Higpen cleared his throat. “Yetta, we’re getting overwrought. Mr. Bliss is responsible for the safety of CV, and I think we have to let him do his job. There’s something else, too, talking about the lifeboats. This thing is infecting, what, about six or eight people a day?”
“About that,” said McNulty.
“Well, so far it hasn’t got into the perm section. If Mr.

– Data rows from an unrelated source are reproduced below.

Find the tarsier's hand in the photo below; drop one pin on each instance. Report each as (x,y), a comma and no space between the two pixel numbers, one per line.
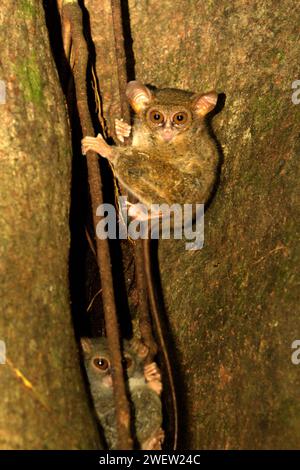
(122,129)
(141,213)
(98,145)
(153,377)
(155,441)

Bliss were to evacuate the passengers in lifeboats, where would it go for its victims except to us?”
“Good point,” said Mrs. Bernstein. “But is there room on the lifeboats for everybody or not? Why not evacuate perms and passengers both?”
“Because,” said Bliss, “then the parasite would be aboard one of the boats.”
“All right, but at least then you’d have it confined to forty people. How about this? We announce CV is being evacuated. Everybody gets on the boats—everybody. Then we announce there’s been a delay. And we wait until someone collapses. Then everybody from all the other boats goes back on board. What’s wrong with that?”
Bliss rubbed his face wearily. “Mrs. Bernstein, it’s the same as the other scheme. If we did as you suggest, presently we’d have one person taking care of thirty-nine victims— that’s an impossible situation on a lifeboat. And then if we did nothing, the remaining person would go into convulsions, presumably, and we’d be back where we started.”
Bernstein was doodling on her pad. After a moment she said, “We’re not thinking this through. The point is, do we want to isolate the parasite or not? If we do, there’s got to be a way. Dr. McNulty, you said the thing can’t go from one person to another more than four or five feet away, is that right?”
“About that, apparently,” McNulty said.
“So we’ve got two problems here. The first one is, if people collapse on the lifeboat, we can’t leave them there. They’ve got to be taken back to the hospital.”
“And the first thing the parasite would do would be to jump to one of the people who come in to get the patient,” said Bliss.
“All right. So put a rope on a gurney or whatever you call it. Open the lifeboat door, throw the rope in. People inside put the patient on the gurney, throw the rope out. We pull the patient out and close the door. The parasite is still inside.”
“That might work,” McNulty said. “But then you get to the point where there’s one person left, and I just don’t see any way out of that. Either you go in and get that person, or else—” His voice stopped.
“That’s the second problem,” Mrs. Bernstein said. “But the only reason it’s a problem is we’re looking at it the wrong way. Why is there only one person left? Because nobody else is coming in.”
“I don’t quite follow,” said Bliss.
“Volunteers,” said Mrs. Bernstein. “Get volunteers to go into the lifeboat one at a time, whenever we take a patient out. That way there’s always somebody else for the parasite to jump to, and we can keep it there, in isolation, until we figure out something else to do.”
After a moment Bliss said, “By George, I think she’s got it.”